Yeah, that's what I said back in post #3, and a couple of times since then. I feel like I'm chasing my tail in this discussion. Except that pandas  have very small tails.


----------



## Marcone

How do you all feel about _mal volentieri?_  It expresses the idea of doing something even though you don't like it.


----------



## carrickp

There is a difference between "blame" and "resent," but it's hard for me to describe. Although they indeed can be interchangeable, "resent" leans toward taking umbrage at something that has been done to you, or directed toward you -- personally. "Blame" is more transitive -- you are ascribing to someone or something the responsibiity for some wrong or evil.

"I resent the Bush Administration for the fact that their policies have caused my gasoline bills to double over the past five  years."

"I blame the Bush Administration for the increase in gasoline prices that has stifled the growth of the U.S. economy and heightened our foreign trade deficit.

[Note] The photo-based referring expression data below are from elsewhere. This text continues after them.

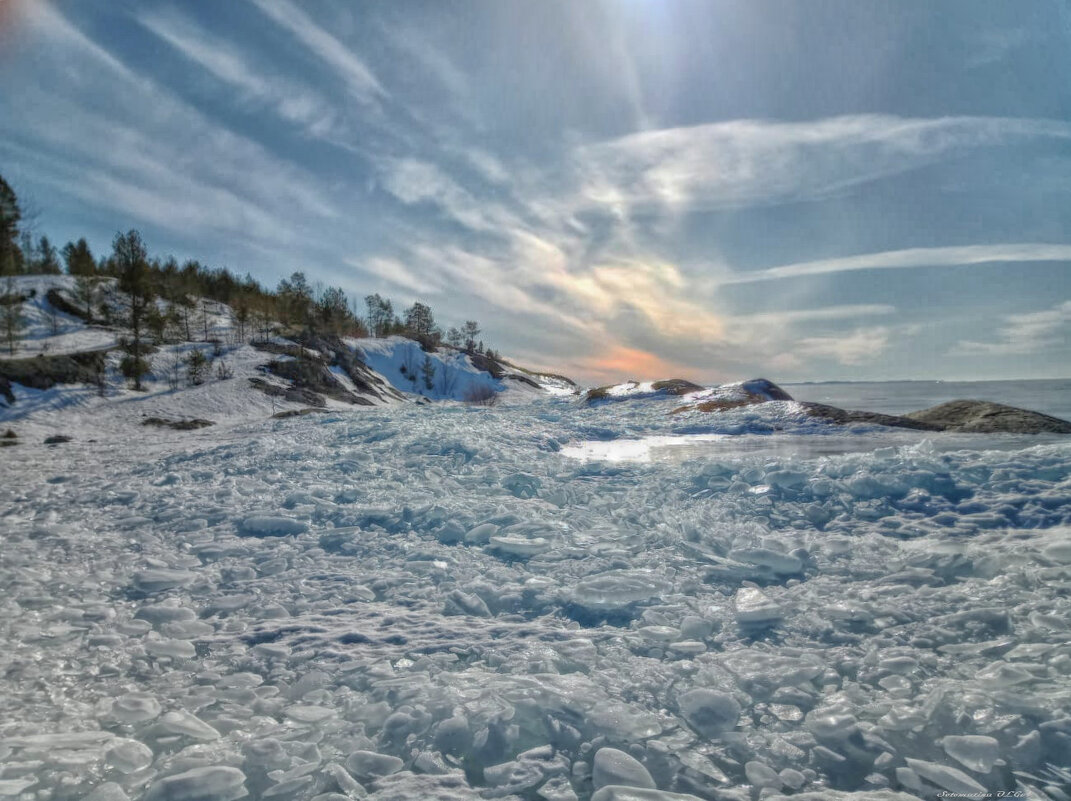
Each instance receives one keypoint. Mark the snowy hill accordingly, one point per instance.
(452, 375)
(64, 375)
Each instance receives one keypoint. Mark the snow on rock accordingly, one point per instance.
(640, 391)
(217, 783)
(454, 374)
(920, 594)
(733, 396)
(615, 767)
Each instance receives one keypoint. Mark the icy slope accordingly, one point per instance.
(436, 602)
(453, 374)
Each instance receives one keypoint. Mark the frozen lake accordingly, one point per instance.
(458, 603)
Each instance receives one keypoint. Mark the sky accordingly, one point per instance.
(628, 189)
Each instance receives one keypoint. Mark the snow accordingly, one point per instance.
(401, 361)
(442, 601)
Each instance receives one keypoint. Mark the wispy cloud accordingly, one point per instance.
(346, 64)
(860, 346)
(295, 103)
(913, 258)
(1026, 334)
(753, 162)
(134, 156)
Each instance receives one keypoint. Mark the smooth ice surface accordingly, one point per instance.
(443, 602)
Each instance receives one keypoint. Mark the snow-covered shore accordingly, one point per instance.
(439, 602)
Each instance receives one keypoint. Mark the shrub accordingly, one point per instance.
(196, 367)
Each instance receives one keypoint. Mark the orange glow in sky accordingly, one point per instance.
(619, 363)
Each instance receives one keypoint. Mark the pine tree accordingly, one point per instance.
(11, 308)
(80, 265)
(427, 371)
(132, 261)
(11, 257)
(469, 332)
(48, 260)
(420, 326)
(380, 314)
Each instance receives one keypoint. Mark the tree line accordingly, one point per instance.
(159, 300)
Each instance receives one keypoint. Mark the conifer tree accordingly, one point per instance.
(132, 262)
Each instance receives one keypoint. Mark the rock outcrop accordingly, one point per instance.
(984, 417)
(967, 417)
(640, 390)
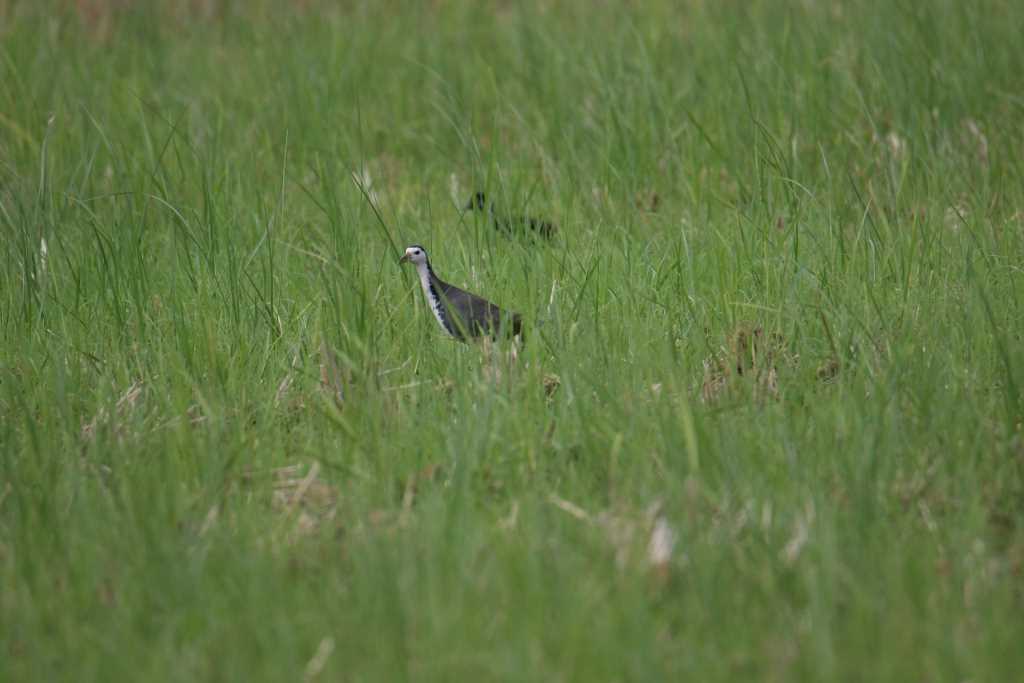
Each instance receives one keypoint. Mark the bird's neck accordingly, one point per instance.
(431, 290)
(427, 274)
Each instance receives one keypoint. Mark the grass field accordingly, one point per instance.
(766, 423)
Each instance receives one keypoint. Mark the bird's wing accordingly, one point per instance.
(478, 314)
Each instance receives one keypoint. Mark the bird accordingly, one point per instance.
(460, 313)
(478, 202)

Therefore "begrudge" is more like (but not exactly like) "blame" than it is "resent."


----------



## lsp

carrickp said:
			
		

> There is a differrence between "blame" and "resent," but it's hard for me to describe. Although they indeed can be interchangeable, "resent" leans toward taking umbrage at something that has been done to you, or directed toward you -- personally. "Blame" is more transitive -- you are ascribing to someone or something the responsibiity for some wrong or evil.
> 
> "I resent the Bush Administration for the fact that their policies have caused my gasoline bills to double over the past five years."
> 
> "I blame the Bush Administration for the increase in gasoline prices that has stifled the growth of the U.S. economy and heightened our foreign trade deficit.
> 
> Therefore "begrudge" is more like (but not exactly like) "blame" than it is "resent."


I don't think they are interchangeable, though they often are both applicable in a situation. Resentment is the feeling of bitterness (regardless of blame). Blame is the assigning of fault or responsibility. I resent that my older sister always got better Christmas presents than I did. I blame my parents for not being fair to us about gifts.


----------



## emma1968

Sorry if the sentence was:
"could Alan resent for her glee, dopo che alcuni  mesi prima le aveva riservato lo stesso trattamento .
In this context "resent"  could work?

Intendendo quel  "qualcuno "  del mio post iniziale come fosse riferito ad  Alan


----------



## Schrodinger's_Cat

*begrudge* = essere riluttante a dare, dare a malincuore, invidiare. 

*He begrudged every penny spent.*

Ha dato a malincuore ognuno centesimo speso??


----------



## rubuk

Ben, in questo caso per me la traduzione giusta è il rimpianto. Ha rinpianto ogni centesimo speso.

St.


----------



## Schrodinger's_Cat

rubuk said:


> Ben, in questo caso per me la traduzione giusta è il rimpianto. Ha rinpianto ogni centesimo speso.
> 
> St.


 
Non si dice "dare soldi a malincuore a qualcuno"?


----------



## neuromatico

rubuk said:


> Ha rimpianto ogni centesimo speso.


Un typo.


----------